By Published: March 1, 2015

Ryan Heiland

Assistant grounds manager Ryan Heiland developed a new way of seeding the campus with microbe-rich compost tea — to stunning effect. Now he’s helping scientists explore the roots of his success.

Ryan Heiland was waiting for a heavy rainstorm.

When the downpour came, he hopped in a golf cart and sped off for a springtime tour of campus, eyes cast downward, alert for signs of the tiny partners he knew he’d need.

“There were hardly any worms out there,” says Heiland, CU-Boulder’s assistant manager of outdoor services. “It was bad.”

It was 2002 and Heiland was new to CU. Maintaining the campus turf, including acres of lawn that cover Norlin Quad, Williams Village and Benson Field, was a big part of his job. Worms were key to the task, because they help aerate soil and produce natural fertilizer for grass roots. Their scarcity suggested the soil lacked vital nutrients and helped explain the campus’s patchy, weed-infested lawns.

“Instead of waiting for Mother Nature to increase the microbial and biological life in the soil, I wanted to add to it,” says Heiland, who comes from an agricultural family in Kansas and studied turfgrass management at Penn State.

Invigorating the soil called for something big and bold.
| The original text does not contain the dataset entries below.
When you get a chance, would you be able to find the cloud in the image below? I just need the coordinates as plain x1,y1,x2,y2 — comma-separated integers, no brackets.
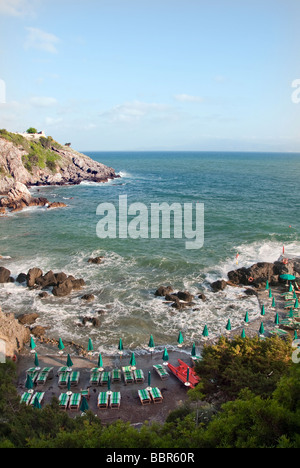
0,0,36,17
100,101,175,123
29,96,57,107
24,27,60,54
174,94,204,102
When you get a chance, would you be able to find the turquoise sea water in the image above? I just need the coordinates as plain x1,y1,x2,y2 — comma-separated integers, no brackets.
0,152,300,352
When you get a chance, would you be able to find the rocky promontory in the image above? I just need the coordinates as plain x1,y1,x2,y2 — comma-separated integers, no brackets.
0,130,119,215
The solution — a novel way of spreading compost tea — has led to adventures Heiland never expected, including a research collaboration with a team of CU scientists.

“It’s cool to see that a non-researcher can come up with an idea that the campus can jump behind and support,” says Heiland, who worked in golf course management for a decade. “The attention is a little weird for a guy like me — most of us turf guys like to just do our thing.”
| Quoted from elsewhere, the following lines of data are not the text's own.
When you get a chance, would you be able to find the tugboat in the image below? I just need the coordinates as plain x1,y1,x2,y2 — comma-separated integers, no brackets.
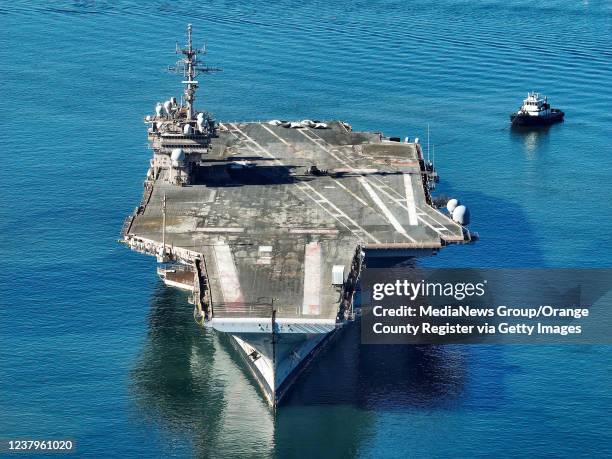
510,92,565,126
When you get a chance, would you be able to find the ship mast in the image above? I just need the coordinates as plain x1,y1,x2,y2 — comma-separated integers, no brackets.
169,24,221,121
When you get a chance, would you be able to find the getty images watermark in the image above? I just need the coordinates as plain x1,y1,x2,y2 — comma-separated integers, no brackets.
361,267,612,344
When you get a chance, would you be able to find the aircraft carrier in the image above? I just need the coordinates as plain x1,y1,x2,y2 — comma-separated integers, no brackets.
121,25,471,406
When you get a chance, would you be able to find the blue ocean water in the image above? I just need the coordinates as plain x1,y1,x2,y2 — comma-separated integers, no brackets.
0,0,612,458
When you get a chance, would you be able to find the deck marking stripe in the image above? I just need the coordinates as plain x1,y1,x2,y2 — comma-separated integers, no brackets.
357,177,416,242
404,174,419,226
213,242,244,309
300,129,459,237
302,242,321,315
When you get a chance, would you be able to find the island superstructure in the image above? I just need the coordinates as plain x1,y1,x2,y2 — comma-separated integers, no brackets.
122,25,470,406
As an initial quick fix, Heiland and his team used synthetic fertilizer to rehabilitate lawn surfaces. Then they turned to the health of the underlying soil.
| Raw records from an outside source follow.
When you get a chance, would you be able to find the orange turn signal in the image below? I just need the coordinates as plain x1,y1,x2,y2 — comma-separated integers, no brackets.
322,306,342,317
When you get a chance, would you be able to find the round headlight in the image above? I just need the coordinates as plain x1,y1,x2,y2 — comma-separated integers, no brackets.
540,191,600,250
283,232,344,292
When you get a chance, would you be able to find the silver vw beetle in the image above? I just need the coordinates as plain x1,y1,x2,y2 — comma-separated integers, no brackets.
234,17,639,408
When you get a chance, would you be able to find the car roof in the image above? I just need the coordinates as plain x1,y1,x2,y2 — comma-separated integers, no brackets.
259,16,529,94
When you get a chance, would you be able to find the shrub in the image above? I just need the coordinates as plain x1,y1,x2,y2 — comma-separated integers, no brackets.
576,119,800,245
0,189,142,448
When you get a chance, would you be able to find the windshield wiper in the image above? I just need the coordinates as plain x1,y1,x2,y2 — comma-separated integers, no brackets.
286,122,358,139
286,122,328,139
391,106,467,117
In the ensuing years, they successfully integrated organic fertilizer with chemical fertilizer, ultimately leading to a campus turf management initiative that favors organic treatments. By 2011 the entire campus, except for heavily trodden sporting fields, was being treated organically.

Heiland decided the time was ripe for his big move. He proposed introducing compost tea, a liquid extract from compost used by farmers and gardeners hoping to spur plant growth. CU invested in nine large tea brewers, costing around $11,000 each, and installed them in three pump houses that run the campus irrigation systems.

CU's Benson Field in 2003

CU’s Benson Field in 2003, before Ryan Heiland tried new organic cultivation techniques. 

CU's Benson Field in 2012

The same spot in 2012. By then nearly the entire campus was being treated with compost tea.

A Rich Stew

The compost used in the tea mixture, vermicompost, is a rich stew of bacterial and microbial life passed through the gullets of red wiggler worms. Ten pounds of compost is steeped in a giant “tea bag” as 250 gallons of aerated ditch water jostles it in the brewer to aid absorption of the microbes, and microbial food is added to fuel the reproduction of microbial and bacterial life. The mixture is left to ferment for 27 hours before application.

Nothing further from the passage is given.